The study reveals that skull morphology adapts to brain atrophy in neurological diseases, challenging the assumption of stable intracranial volume.

## Key findings

- Intracranial volume decreases over time in both MLD and MS patients.
- Skull thickness increases in MLD and MS, and is inversely related to ICV loss.
- Using ICV as a normalization factor may underestimate brain atrophy in these conditions.

## Abstract

•ICV decreases over time in patients with metachromatic leukodystrophy and people with MS.•Skull thickness increases over time in patients with metachromatic leukodystrophy and people with MS.•Increased skull thickness and decreased ICV are inversely related in MLD and MS, but not in controls.•Skull morphology is not stable and may adapt to brain atrophy.•Using normalized volumes may underestimate atrophy.
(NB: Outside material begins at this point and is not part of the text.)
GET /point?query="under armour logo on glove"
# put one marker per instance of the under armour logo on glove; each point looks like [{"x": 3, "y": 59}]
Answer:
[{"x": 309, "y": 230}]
ICV decreases over time in patients with metachromatic leukodystrophy and people with MS.

Skull thickness increases over time in patients with metachromatic leukodystrophy and people with MS.

Increased skull thickness and decreased ICV are inversely related in MLD and MS, but not in controls.

Skull morphology is not stable and may adapt to brain atrophy.

Using normalized volumes may underestimate atrophy.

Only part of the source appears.